Taxize: Get rank of lowest common taxon


#1

I’ve used taxize to get the classification of a set of NCBI taxon IDs, and for some subset of those, am finding the taxonomic rank (e.g. ‘family’ or ‘subclass’) of the lowest common taxon. This may be used by folks interested in knowing what the level of taxonomic resolution tends to be across the matches returned for a large number of NCBI/blast queries.

In the output of classification(), the rank name can be “no rank”, which totally makes sense, but it would be useful if there were a consistent (numeric?) level indicating the level at which that node lies. I have written a quick hacky workaround, which finds the next best level and prefixes it with “below-”. Happy to share that if useful, but I imagine someone here can cook up something more clever.

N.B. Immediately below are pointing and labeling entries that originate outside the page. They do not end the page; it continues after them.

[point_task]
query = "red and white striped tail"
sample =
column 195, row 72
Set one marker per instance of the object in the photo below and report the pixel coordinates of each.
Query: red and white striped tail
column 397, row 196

Is this functionality already built into taxize, and I missed it in the documentation? Am I going about this all wrong (e.g. finding common node first, then query for that node’s classification)?


#2

Thanks for your question @jimmyodonnell !

Could you please? Curious to know what you’re doing to solve it. Or at least describe what you do (NOTE - that this forum supports syntax highlighting, see http://superuser.com/editing-help for help).

No, not already in the package


#3

Sure thing.

In my case, I have a long(er) vector of taxon IDs, I use taxize::classification() to get the taxonomic hierarchy of each of these, and store it as a list.

I then have short(er) vectors of taxon IDs, and I want to know what is the name, rank, and taxon ID of their lowest common (taxonomic) ancestor.

I wrote this hacky, ugly, etc etc etc, function that gets the job done in a pinch

next_best_taxon <- function(x){
	paste("below-",
		tail(x[,"rank"][!duplicated(x[,"rank"])], n = 1
		), sep = "")
}

LCA <- function(taxid_vec, class_list)
{
	# This function takes a (character) vector of NCBI taxids, 
	# and a list of classification hierarchies (from taxize)
	# outputs the name, rank, and taxid of the (taxonomic) lowest common ancestor
	if(class(taxid_vec) != "character"){
		taxid_vec <- as.character(taxid_vec)
	}
	relevant_class <- class_list[taxid_vec]
	# remove unclassified sequences
	# NOTE THIS IN THE METHODS "We ignored hits belonging to 'unclassified sequences'"
	classified_sequences <- sapply(relevant_class, function(x) x[1,1] != "unclassified sequences")
	relevant_class <- relevant_class[classified_sequences]
	LCA_row <- length(Reduce(intersect, lapply(relevant_class, "[[", 1)))
	# TODO add taxonomic rank retrieval -- e.g. c("class", "family")
	LCA <- relevant_class[[1]][LCA_row,]
	if(LCA[1,"rank"] == "no rank"){
		LCA[1,"rank"] <- next_best_taxon(relevant_class[[1]][1:LCA_row,]) # as.character(LCA_row)
	}
	return(LCA)
}

Example:

some_ncbi_taxon_ids <- c("9031", "9823", "9606", "9470")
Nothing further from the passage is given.